Friday, September 14, 2012

what is about French "journalists"

and their lack of moral responsibility.  France is said to have one of the most restrictive privacy laws in the world, and the Duke and Duchess of Cambridge were certainly in a private setting, sunbathing by a pool on a private estate owned by Queen Elizabeth's nephew, Lord Linley.  So why buy photographs that surely invade privacy?

This is not the first time that a French editor/writer/photographer has gotten themselves in serious hot water with inappropriate press coverage regarding a member of the British royal family.   In other words,  the French press-de-le-scume are breaking their own laws. 

We all know what happened in August 1997 when Diana, Princess of Wales and Dodi Fayed faced a press scrum outside their hotel in Paris.  They got into a car, forgot to buckle up, and allowed a drunk driver to drive far too fast to get away from the media. 

Three years earlier, in September 1994,  the "filthy French have struck a new blow," according to The People, a Sunday British newspaper not known for serious journalism, when France Dimanche published five photos of the Prince of Wales, as he peeled off his "powder-blue boxer shots." The article was titled "The Striptease of Prince Charles."

The Prince of Wales, then 45, had been staying at a chateau near Avignon in the south of France.  He was photographed while standing by a window, as he started to undress.  The final of the five shots showed the Prince to be completely naked "with one arm across his stomach and his manhood in full view." .  

The text read:  "Here is Charles as we've never seen him, not in the grand uniform of the guards, nor the Admiral of the Fleet, but completely nude after an innocent and eloquent striptease-ooh-la-la! Only a few women have had the privilege of seeing this -- this mother, his nanny, Diana and the others...?  A handsome man, the future King of England!  Even if his bottom hasn't tanned in the sun, young girls will now dream of courting him."

Several days earlier,the German newspaper, Bild, published a photo of the Prince of Wales, with a towel "draped over his shoulder."

Although the newspaper's editor justified his decision to publish the photographs by saying "You can compare it with the David of Michelangelo.  It is an absolutely perfectly shaped body."

 Buckingham Palace did not see the humor.
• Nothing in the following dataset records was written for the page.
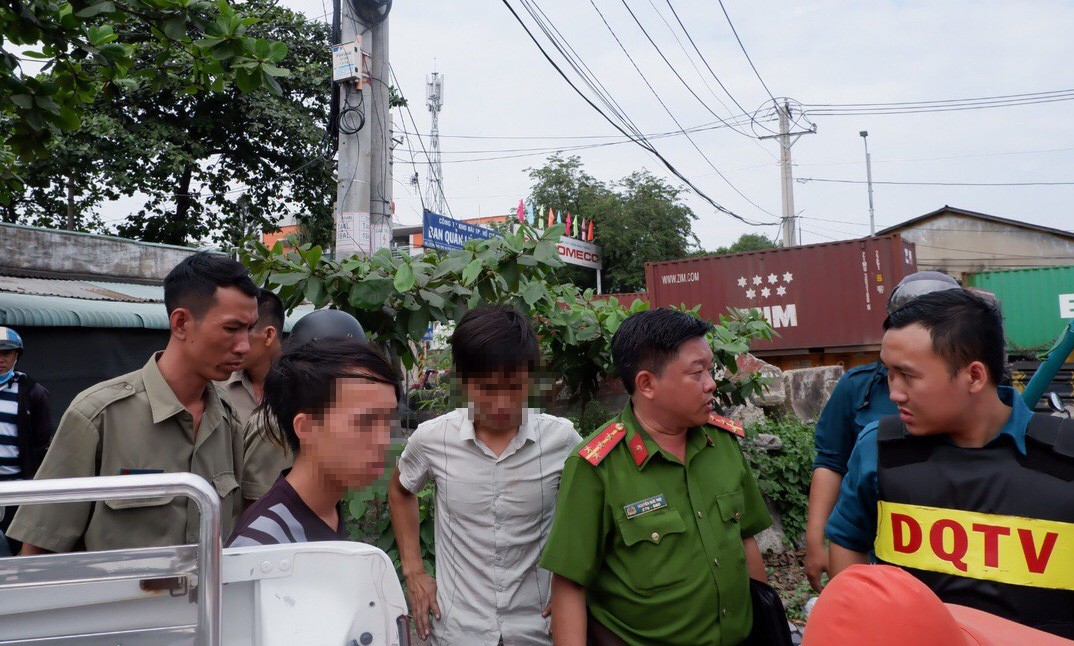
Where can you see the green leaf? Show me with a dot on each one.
(472, 271)
(315, 291)
(534, 291)
(369, 292)
(274, 71)
(404, 277)
(93, 10)
(175, 28)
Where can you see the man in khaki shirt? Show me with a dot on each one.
(164, 418)
(245, 386)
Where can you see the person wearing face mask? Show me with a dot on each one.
(26, 425)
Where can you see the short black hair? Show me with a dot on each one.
(491, 340)
(193, 282)
(649, 340)
(303, 381)
(270, 310)
(963, 327)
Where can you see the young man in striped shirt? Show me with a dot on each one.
(332, 403)
(26, 427)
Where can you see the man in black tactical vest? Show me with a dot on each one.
(966, 488)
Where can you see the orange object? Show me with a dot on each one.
(728, 425)
(884, 605)
(598, 448)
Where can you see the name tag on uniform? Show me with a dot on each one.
(643, 506)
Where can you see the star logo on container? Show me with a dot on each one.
(770, 284)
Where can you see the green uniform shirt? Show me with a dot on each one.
(134, 424)
(658, 545)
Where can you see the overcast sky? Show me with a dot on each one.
(497, 84)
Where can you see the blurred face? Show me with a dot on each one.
(8, 360)
(498, 399)
(216, 343)
(349, 441)
(683, 391)
(929, 398)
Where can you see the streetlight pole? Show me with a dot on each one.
(872, 220)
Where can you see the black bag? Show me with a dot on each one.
(769, 619)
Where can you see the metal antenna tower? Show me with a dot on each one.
(434, 99)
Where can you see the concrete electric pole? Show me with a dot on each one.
(872, 219)
(434, 99)
(363, 218)
(787, 139)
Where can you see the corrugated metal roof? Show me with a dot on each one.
(83, 289)
(144, 292)
(52, 311)
(49, 302)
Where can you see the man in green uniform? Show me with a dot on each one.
(652, 541)
(164, 418)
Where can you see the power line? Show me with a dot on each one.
(939, 101)
(641, 141)
(833, 181)
(665, 58)
(704, 59)
(668, 110)
(941, 106)
(744, 53)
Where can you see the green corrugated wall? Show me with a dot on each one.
(1033, 302)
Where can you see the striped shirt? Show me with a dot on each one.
(10, 464)
(281, 516)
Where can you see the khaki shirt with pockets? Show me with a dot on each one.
(134, 424)
(657, 542)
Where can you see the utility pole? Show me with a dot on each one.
(434, 100)
(872, 219)
(380, 183)
(364, 194)
(787, 139)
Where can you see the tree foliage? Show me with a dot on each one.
(748, 242)
(89, 49)
(639, 218)
(223, 163)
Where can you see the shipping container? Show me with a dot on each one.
(819, 299)
(1036, 303)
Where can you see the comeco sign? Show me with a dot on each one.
(1010, 549)
(576, 252)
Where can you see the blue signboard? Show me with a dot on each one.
(441, 232)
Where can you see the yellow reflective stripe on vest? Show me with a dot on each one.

A spokesman said: "It's completely unjustifiable to inflict this story of intrusion on anyone."

The Chateau was owned by Baroness Louise de Waldner.  French police "strove to prevent peeping tom" photos by the paparazzi, but, as it turns, out, the French police were unsuccessful in keeping the paparazzi at bay.

The Prince of Wales decided not to pursue legal action against the photographer.   Diana, Princess of Wales, dud sue the photographer who snapped photos of her while exercising and Sarah, Duchess of York, received £86,000 pounds as a result of her lawsuit against the publication of photos of her sunbathing topless (in France) and of her "financial adviser," John Bryan "sucking her toes."

 In 1997, Diana won a second lawsuit, this time against the Daily Express, which had claimed she would profit from the auction of her dresses.  The Daily Express "caved in" when it realized it had been a victim of a hoax "involving documents purportedly from Christie's, the auctioneers."

In 1990, Viscount Linley was awarded $68,000 after the Today newspaper "wrongly accused him" of being banned from a Chelsea pub because of "rowdy behavior.

In 2003, Queen Elizabeth II settled her legal action against a reporter who got a job in the Royal Household after he and his newspaper promised "not to disclose any more information he had obtained while working there." The journalist, Ryan Parry and the Daily Mirror agreed to pay £25,000 toward the Queen's legal costs, but "no damages."

In 1911, a French journalist, Edward Mylius was charged with criminal libel after writing an article in a French journal, The Liberator, alleging that George V was a bigamist.

In an article titled "Sanctified Bigamy,"  Mylius wrote: "We are offered the spectacle of the immorality of monarchy in all its sickening beastly monstrosity.In order to obtain a woman of royal blood for his pretended wife (the King) foully abandoned his true wife, the daughter of Sir Michael Culme-Seymour, and entered into a sham and shameful marriage with a daughter of the Duke of Teck. He committed the crime of bigamy .. . with the aid and complicity of the Anglican Church. That is the sickening and disgusting crime committed by the English Church. The daughter of Sir Michael Culme-Seymour, if she still lives, is the rightful Queen of England, and her children are the only rightful heirs to the throne."

When Mylius was called into court he "tried ineffectually for 20 minutes to argue points of law."   The judge took two minutes to find him guilty of libel.  He was sentenced to a year in prison.

Winston Churchill had advised King George V to take action.  The king wanted to take the stand in the lawsuit, and denounce Mylius as a liar, but as the sovereign, he was constitutionally barred from going into his own court.

After the case was settled, King George V wrote in his diary:  "The whole story is a damnable lie and has been in existence now for over twenty years. I trust that this will settle it once and for all."

It is time for the French to get over Agincourt and Waterloo ... but if I were a a member of the British royal family, I would consider a private holiday in Florida. Seriously.